Brief Introduction Accurate characterization of pancreatic cysts is critical to avoid unnecessary surgery while identifying high-risk lesions. Traditional cyst fluid analysis has limitations, prompting the use of advanced multimodal diagnostics. Background / Clinical Context Pancreatic cyst evaluation involves distinguishing mucinous from non-mucinous lesions and assessing malignant potential. Despite improvements, routine fluid analysis often fails to reliably classify cysts or stratify dysplasia risk, leading to overtreatment. Key Points from DDW 2026 Routine cyst fluid analysis remains insufficient, with misclassification rates ~24% and nearly 44% unnecessary resections.
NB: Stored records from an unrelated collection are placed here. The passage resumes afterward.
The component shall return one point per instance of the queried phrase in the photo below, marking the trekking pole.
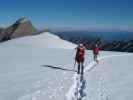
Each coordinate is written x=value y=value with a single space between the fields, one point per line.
x=74 y=64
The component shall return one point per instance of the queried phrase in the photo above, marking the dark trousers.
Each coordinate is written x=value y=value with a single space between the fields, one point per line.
x=80 y=68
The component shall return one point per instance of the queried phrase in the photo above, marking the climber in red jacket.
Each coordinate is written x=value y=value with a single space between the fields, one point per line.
x=95 y=52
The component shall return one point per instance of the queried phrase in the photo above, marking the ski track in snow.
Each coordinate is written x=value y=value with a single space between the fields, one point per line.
x=102 y=90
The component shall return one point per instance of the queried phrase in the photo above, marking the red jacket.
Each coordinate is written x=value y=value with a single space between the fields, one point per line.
x=80 y=54
x=96 y=50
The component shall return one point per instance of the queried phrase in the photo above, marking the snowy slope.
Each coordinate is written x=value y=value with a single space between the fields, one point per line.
x=41 y=68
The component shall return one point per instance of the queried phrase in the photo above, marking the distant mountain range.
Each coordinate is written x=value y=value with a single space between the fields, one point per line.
x=110 y=41
x=22 y=27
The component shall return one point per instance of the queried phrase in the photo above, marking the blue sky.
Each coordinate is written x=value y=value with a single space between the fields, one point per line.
x=70 y=14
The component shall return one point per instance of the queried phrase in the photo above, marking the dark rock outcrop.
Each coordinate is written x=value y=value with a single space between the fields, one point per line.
x=20 y=28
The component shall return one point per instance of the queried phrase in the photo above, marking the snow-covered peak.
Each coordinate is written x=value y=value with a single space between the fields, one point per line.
x=23 y=20
x=44 y=40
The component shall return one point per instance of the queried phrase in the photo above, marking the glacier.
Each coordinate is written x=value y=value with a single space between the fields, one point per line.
x=41 y=67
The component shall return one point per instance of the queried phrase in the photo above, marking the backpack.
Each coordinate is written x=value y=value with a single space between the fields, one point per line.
x=80 y=52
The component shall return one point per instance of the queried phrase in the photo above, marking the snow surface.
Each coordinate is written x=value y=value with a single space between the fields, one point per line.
x=42 y=68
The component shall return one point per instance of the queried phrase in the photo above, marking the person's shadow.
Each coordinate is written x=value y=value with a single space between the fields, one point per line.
x=58 y=68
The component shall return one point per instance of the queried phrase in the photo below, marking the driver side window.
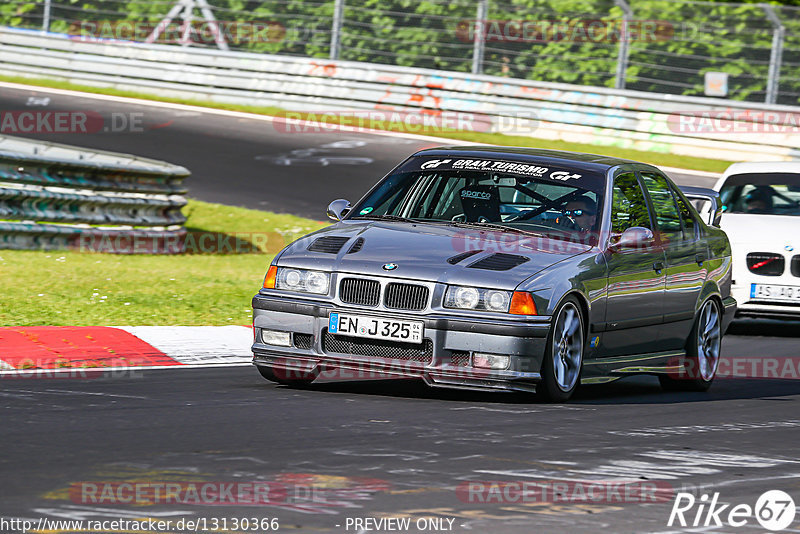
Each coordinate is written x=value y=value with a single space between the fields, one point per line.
x=628 y=207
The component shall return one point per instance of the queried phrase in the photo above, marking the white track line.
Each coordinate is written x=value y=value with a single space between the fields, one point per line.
x=198 y=344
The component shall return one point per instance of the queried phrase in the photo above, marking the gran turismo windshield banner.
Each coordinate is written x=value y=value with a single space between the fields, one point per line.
x=533 y=170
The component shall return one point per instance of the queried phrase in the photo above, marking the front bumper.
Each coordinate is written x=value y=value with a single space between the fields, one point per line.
x=451 y=340
x=753 y=307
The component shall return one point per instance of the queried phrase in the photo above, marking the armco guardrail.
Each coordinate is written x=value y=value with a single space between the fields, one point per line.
x=59 y=197
x=702 y=127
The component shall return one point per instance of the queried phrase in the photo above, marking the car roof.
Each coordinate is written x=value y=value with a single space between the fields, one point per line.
x=757 y=167
x=763 y=166
x=555 y=158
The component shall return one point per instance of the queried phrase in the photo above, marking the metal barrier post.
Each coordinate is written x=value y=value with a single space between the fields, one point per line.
x=775 y=56
x=622 y=53
x=46 y=16
x=336 y=28
x=478 y=40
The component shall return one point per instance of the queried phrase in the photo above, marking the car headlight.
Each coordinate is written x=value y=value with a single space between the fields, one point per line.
x=471 y=298
x=301 y=280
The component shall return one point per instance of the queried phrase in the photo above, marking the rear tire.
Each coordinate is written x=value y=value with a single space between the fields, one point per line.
x=563 y=358
x=296 y=379
x=703 y=350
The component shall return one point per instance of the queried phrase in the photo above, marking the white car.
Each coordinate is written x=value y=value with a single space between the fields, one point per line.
x=761 y=215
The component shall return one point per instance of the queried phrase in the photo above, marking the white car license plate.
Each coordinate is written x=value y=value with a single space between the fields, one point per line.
x=771 y=292
x=375 y=327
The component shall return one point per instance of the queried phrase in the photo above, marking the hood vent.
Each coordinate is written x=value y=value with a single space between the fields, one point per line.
x=356 y=246
x=461 y=257
x=329 y=244
x=499 y=262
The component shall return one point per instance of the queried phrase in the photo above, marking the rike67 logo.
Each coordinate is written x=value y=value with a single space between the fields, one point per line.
x=774 y=510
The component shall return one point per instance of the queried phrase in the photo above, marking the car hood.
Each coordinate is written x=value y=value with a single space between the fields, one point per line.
x=421 y=252
x=766 y=232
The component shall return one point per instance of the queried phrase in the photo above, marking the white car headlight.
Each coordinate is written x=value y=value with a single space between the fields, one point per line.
x=302 y=280
x=471 y=298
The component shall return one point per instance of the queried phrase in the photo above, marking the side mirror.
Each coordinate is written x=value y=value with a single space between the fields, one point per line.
x=633 y=237
x=338 y=209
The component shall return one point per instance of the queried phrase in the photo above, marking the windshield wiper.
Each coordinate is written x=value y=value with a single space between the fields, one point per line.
x=387 y=217
x=494 y=226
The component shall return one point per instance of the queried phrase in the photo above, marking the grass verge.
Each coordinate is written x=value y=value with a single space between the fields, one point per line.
x=75 y=288
x=655 y=158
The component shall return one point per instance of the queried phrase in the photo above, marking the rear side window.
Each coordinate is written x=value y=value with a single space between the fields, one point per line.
x=628 y=207
x=689 y=223
x=669 y=221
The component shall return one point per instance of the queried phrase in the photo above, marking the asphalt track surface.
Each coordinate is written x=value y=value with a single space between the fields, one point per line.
x=372 y=449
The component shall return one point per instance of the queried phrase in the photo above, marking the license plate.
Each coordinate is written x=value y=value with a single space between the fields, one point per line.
x=375 y=327
x=771 y=292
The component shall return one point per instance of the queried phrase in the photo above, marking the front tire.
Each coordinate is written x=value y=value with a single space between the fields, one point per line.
x=703 y=350
x=563 y=359
x=287 y=378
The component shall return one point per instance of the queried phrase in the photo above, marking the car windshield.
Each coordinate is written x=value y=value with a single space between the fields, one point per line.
x=763 y=194
x=564 y=208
Molecular analysis offers ~80% sensitivity and near 100% specificity for mucinous cysts, with high specificity for advanced neoplasia. Confocal laser endomicroscopy (CLE) enables real-time “optical biopsy” with ~93% diagnostic accuracy for mucinous cysts and visualization of dysplastic changes. AI-assisted endomicroscopy further improves detection of high-risk features and outperforms expert interpretation in some settings. Tissue acquisition (TTNB/FNB) provides histology (~80% yield) but carries procedural risks, including pancreatitis. Clinical Interpretation No single modality is sufficient. A multimodal approach integrating imaging, molecular testing, endomicroscopy, and selective biopsy improves diagnostic precision and reduces overtreatment. What Is New or Practice-Changing? Practice-informing: Integration of CLE and AI into routine evaluation pathways, alongside molecular diagnostics. Limitations Data are largely summary-level with variable access to advanced modalities. The available information is limited, so the interpretation should be cautious. Final Clinical Summary Pancreatic cyst evaluation is shifting toward a multimodal, precision-based strategy. Combining molecular analysis, endomicroscopy, AI, and selective biopsy improves risk stratification, reduces unnecessary surgery, and supports more individualized management decisions.
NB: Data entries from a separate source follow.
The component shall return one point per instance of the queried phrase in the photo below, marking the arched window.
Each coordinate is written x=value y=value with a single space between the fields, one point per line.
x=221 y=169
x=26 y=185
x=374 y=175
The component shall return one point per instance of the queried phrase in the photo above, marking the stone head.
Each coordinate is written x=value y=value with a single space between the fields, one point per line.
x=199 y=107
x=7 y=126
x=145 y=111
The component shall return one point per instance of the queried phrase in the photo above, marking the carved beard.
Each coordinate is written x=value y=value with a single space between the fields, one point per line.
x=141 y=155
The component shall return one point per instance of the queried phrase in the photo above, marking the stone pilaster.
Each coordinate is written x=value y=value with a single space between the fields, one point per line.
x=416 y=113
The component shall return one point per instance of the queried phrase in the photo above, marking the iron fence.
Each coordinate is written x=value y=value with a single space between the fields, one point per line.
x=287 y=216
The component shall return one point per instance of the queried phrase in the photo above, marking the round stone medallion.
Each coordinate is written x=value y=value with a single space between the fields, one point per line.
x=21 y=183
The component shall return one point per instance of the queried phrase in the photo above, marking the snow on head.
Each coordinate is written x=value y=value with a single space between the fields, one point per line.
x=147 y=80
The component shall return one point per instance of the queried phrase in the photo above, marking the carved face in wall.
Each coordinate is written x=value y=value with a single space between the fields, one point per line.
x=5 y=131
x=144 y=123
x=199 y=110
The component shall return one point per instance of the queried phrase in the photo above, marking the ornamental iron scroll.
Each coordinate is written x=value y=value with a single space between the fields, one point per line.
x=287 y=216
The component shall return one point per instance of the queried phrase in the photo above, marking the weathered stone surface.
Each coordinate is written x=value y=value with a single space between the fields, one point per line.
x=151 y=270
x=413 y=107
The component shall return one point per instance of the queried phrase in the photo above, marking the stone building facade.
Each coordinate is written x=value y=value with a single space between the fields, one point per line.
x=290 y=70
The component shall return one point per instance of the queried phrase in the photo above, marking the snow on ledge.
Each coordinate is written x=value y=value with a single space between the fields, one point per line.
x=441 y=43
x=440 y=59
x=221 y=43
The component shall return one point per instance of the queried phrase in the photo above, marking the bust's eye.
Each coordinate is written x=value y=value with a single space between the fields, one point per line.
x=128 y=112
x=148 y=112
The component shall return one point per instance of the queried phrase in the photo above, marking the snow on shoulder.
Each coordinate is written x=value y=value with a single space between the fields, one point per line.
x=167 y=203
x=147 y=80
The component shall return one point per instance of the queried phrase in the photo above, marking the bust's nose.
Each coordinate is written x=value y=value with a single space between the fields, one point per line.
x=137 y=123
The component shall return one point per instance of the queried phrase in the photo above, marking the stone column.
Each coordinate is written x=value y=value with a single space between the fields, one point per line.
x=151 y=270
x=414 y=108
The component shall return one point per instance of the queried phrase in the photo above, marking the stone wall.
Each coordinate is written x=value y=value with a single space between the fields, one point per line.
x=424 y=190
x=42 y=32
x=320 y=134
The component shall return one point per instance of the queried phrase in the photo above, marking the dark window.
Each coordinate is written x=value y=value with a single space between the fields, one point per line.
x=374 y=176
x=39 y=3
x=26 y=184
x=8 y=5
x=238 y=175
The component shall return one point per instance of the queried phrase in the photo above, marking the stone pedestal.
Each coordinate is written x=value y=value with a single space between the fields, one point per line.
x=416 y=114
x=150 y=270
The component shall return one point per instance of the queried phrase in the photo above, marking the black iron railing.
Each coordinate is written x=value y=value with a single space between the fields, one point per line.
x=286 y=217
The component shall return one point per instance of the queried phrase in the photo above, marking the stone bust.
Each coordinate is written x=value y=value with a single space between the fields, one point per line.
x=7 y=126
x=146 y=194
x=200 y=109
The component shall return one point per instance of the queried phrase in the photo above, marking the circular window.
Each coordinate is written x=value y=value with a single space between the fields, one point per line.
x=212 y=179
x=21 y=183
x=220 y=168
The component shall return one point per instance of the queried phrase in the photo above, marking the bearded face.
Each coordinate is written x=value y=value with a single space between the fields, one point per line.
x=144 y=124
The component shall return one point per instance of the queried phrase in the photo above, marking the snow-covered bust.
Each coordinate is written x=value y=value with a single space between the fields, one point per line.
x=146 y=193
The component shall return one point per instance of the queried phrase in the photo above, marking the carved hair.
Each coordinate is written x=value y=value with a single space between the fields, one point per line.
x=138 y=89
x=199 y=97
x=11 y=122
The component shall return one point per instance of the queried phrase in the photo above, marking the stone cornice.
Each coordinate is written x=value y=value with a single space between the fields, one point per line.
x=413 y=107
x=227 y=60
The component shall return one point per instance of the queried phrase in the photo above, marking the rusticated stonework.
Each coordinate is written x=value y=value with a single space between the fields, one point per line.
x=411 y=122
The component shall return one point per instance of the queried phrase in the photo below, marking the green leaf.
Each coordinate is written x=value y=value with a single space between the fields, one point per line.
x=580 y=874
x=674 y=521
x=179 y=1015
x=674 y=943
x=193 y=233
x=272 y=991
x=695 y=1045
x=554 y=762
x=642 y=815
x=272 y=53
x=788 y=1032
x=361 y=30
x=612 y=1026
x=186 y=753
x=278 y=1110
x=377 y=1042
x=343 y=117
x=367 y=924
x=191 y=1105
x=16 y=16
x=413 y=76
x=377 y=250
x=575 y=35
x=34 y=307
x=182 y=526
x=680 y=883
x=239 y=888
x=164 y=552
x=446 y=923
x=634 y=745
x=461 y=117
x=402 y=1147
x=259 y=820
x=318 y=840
Brief Introduction Accurate reflux assessment is essential in patients with persistent or unclear GERD symptoms. Modern reflux testing using pH and impedance monitoring provides objective evaluation beyond symptom-based diagnosis. Background / Clinical Context Symptom overlap and normal endoscopy often make GERD diagnosis challenging. Reflux monitoring helps distinguish true GERD from functional disorders, with interpretation dependent on testing conditions and duration. Key Points from DDW 2026 Combined pH-impedance monitoring differentiates acid, weakly acidic, and non-acid reflux while assessing MNBI and PSPW, improving diagnostic precision. Off-therapy testing establishes baseline acid exposure and confirms GERD, whereas on-therapy testing evaluates refractory symptoms and detects persistent reflux or functional pathology. Significant day-to-day variability in acid exposure was observed, indicating that short-duration studies may misclassify patients. Clinical Interpretation Testing strategy should align with the clinical question—diagnosis vs refractory symptom evaluation. Extended monitoring may improve accuracy, especially in borderline cases. What Is New or Practice-Changing? Practice-informing: Emphasis on tailored testing strategy and longer monitoring duration. Limitations Data are summary-level without detailed study design. Interpretation should be cautious. Final Clinical Summary Reflux testing should be individualized. Off-therapy studies confirm GERD, while on-therapy testing refines refractory cases. Variability in acid exposure supports extended monitoring and integration of advanced impedance metrics for accurate classification.